I am trying to parse this website: http://www.takeuchi-cycle.com/category/激安中古自転車情報/
import bs4
import requests
target_url = "http://www.takeuchi-cycle.com/category/激安中古自転車情報/"
response = requests.get(target_url)
response.raise_for_status()
I then soupify it:
soup = bs4.BeautifulSoup(response.text)
However, when I try to do soup.find("div", {"id": "maincolumn"})
, I get the following:
<div id="maincolumn">
<div class="post">
<h2>Not Found</h2>
<div class="entry">
<p>Sorry, but you are looking for something that isn't here.</p>
</div>
</div>
</div
This bit appears neither on the website nor in soup.prettify(). Instead, all the listings appear. soup.select("div")
and soup.findAll("div", class_="post")
return similar things too. html5lib
does not work, and I cannot access lxml.parser
even though I have lxml installed.
What is causing this, and what can I do to make it work?

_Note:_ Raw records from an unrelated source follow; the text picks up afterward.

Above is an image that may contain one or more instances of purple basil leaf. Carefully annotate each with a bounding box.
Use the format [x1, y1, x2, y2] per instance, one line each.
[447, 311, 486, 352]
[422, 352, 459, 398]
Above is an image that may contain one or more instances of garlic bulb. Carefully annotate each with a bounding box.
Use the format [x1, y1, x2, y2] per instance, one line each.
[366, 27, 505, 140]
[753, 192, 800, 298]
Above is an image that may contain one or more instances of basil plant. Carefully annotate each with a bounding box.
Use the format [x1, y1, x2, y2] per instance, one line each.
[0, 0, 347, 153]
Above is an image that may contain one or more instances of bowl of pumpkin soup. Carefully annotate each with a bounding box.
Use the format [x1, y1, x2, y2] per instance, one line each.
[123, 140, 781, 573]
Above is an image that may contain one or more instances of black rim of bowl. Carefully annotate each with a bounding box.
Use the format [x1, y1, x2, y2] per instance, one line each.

edit: Changing the URL to http://www.takeuchi-cycle.com/category/%E6%BF%80%E5%AE%89%E4%B8%AD%E5%8F%A4%E8%BB%8A%E6%83%85%E5%A0%B1/ makes it work. But the content for both is identical except for the title. The first one says "page not found", I guess because it couldn't find the useragent, while the other says "For PC." The question remains, though.